A notable difference between EHTs and their respective native heart correlate was the absolute APD, which was higher in both EHT models compared to adult tissue. A possible explanation is bradycardia-induced AP prolongation. Qi et al. demonstrated AP prolongation and ion current remodeling in the rabbit heart after 1–2 weeks of AV block-induced ventricular bradycardia [29]. Conversely, APD decreases with increasing beating frequencies [4, 11]. Therefore, the constantly low spontaneous frequency of EHT might lead to the observed prolonged APD, which is in line with the observed higher Cacna1c expression after 30 days in EHT culture. Different developmental age could provide another explanation for the observed differences between adult tissue and EHT prepared from neonatal cells [16]. Lastly, the 3D cultivation format does not completely reflect tissue organization in vivo, which might affect the cell characteristics.

Limitations

The current study was performed with atrial cells from neonatal rats. Thus, the well-known disadvantages associated with rodents apply. Moreover, the removal of the SAN from the atria was not feasible for practical reasons, which leads to a possible bias due to the included pacemaker cells in the EHTs. However, the high reproducibility of the various batches of aEHT suggests a minor influence of those cells on reproducibility. Recent protocols which may eventually overcome species limitations allow for the generation of human atrial or even nodal cardiomyocytes from human-induced pluripotent stem cells and tissue engineering with these cells (hiPSC [6, 7, 19]). These protocols principally allow for patient-specific disease modeling even by direct reprogramming [9, 24]. Yet, at present, structural and functional immaturity and contamination with ventricular-like cardiomyocytes [6, 7], as well as work load, complexity and cost have to be weighed against the species advantage.
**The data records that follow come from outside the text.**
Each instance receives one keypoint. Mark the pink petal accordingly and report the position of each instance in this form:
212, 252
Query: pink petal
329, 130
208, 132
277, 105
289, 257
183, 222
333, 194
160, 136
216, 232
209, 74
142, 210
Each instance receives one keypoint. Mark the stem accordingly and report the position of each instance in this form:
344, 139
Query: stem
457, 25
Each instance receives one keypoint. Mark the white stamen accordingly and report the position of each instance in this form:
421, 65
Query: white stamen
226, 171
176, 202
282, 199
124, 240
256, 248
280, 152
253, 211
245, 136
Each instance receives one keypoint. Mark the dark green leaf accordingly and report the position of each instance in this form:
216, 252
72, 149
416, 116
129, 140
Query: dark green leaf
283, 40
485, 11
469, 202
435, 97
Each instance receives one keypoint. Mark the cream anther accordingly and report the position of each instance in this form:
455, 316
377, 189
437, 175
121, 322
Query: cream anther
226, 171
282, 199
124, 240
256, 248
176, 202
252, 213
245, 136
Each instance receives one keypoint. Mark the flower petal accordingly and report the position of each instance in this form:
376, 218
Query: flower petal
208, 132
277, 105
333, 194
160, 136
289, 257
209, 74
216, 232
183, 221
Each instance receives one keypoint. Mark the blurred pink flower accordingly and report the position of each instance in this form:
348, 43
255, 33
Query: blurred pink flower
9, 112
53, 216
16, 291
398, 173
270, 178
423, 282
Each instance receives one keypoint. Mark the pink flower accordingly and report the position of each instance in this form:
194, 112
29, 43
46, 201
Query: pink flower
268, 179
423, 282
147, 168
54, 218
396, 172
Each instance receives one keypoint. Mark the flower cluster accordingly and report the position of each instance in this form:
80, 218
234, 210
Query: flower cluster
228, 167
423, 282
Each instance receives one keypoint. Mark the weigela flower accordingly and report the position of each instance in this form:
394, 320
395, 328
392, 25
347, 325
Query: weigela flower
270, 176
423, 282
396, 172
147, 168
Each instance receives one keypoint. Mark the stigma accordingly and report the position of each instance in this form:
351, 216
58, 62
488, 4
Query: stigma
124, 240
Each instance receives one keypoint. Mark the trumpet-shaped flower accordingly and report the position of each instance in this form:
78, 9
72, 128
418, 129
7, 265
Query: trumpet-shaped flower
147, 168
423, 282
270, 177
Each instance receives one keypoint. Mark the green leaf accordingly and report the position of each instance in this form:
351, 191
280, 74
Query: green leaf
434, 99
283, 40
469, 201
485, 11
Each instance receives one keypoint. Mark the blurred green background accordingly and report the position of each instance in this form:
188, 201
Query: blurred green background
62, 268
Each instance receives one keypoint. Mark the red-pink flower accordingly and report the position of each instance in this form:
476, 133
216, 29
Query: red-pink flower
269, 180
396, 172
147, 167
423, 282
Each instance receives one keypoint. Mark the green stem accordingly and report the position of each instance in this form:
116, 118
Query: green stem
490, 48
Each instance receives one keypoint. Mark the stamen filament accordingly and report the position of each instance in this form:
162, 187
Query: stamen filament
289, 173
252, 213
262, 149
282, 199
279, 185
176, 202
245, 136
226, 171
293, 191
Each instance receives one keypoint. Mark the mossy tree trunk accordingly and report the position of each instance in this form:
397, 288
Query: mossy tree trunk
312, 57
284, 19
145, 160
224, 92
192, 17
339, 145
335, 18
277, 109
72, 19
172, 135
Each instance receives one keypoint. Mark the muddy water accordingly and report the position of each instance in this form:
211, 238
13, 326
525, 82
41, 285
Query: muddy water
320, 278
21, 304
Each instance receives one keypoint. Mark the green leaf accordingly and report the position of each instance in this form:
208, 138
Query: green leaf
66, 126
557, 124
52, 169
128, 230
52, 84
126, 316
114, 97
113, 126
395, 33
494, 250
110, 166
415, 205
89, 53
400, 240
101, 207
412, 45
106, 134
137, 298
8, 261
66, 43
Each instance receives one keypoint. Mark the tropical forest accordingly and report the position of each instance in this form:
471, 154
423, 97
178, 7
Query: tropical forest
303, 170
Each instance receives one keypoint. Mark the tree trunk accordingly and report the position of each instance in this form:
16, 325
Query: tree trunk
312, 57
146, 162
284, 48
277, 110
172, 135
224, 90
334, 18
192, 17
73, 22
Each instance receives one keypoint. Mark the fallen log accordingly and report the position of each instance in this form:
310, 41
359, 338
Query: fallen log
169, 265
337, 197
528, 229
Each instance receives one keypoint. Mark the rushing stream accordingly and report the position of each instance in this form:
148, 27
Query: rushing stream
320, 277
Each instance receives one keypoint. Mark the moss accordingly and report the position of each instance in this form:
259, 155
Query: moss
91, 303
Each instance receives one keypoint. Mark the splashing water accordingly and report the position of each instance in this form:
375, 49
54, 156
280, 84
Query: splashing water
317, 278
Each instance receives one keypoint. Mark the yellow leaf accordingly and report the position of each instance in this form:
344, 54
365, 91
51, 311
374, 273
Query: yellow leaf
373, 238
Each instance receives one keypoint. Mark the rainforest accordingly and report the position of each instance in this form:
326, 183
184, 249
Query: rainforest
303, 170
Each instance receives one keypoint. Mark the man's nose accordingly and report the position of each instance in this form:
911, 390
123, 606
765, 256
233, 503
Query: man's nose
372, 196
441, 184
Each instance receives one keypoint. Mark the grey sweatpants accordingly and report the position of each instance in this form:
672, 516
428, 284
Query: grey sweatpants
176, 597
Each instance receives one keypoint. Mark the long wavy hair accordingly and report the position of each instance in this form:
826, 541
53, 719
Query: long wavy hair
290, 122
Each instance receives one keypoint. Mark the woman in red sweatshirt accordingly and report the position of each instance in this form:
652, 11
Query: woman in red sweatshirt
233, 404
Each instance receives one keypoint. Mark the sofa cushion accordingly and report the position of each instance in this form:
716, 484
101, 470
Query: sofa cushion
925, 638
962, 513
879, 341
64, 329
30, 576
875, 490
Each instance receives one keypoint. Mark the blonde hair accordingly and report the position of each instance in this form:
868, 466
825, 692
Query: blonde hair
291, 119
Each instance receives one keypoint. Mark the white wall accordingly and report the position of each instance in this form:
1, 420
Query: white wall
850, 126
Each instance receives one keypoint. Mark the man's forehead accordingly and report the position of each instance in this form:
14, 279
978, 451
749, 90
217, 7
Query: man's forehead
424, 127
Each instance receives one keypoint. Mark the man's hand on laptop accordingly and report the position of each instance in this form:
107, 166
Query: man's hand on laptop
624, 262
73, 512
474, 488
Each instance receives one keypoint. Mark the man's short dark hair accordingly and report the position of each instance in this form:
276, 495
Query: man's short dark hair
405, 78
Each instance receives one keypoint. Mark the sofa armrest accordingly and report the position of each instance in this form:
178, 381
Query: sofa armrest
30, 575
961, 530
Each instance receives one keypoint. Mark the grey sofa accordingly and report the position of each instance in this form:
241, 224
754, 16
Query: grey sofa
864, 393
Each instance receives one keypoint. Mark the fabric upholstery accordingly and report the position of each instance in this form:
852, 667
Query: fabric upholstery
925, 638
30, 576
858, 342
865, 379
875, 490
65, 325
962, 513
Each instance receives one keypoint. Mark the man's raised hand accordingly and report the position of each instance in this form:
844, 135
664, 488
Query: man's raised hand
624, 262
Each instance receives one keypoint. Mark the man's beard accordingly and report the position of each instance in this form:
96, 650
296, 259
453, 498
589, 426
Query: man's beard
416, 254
Rat aEHTs exhibit a more mature phenotype, which is exemplified by a quantitatively normal effect of carbachol on contractile force and frequency, while the effect on IKACh current was smaller in hiPSC atrial-like cardiomyocytes [6, 20]. Thus, while human cardiac tissue engineering represents a revolutionary new tool for disease modeling, rat aEHT may be, at present, better suited to test for the effects of atrial-specific drugs, for drug testing and physiological experiments in general, and could pave the way for human atrial tissue engineering for which it may serve as a benchmark.

Conclusions

Taken together, we established a novel in vitro 3D rat cell culture model to study atrial biology, which reflects atrial physiology in terms of contractile function, gene expression, histology, electrophysiology, and the response to the atrial-selective drug carbachol. Further analyses are needed to explain the observed beating pattern and APD differences to adult native tissue. Our results suggest that rat atrial EHT might be a useful tool for atrial drug screening and to study atrial biology in vitro due to its simplicity and cost-effectiveness.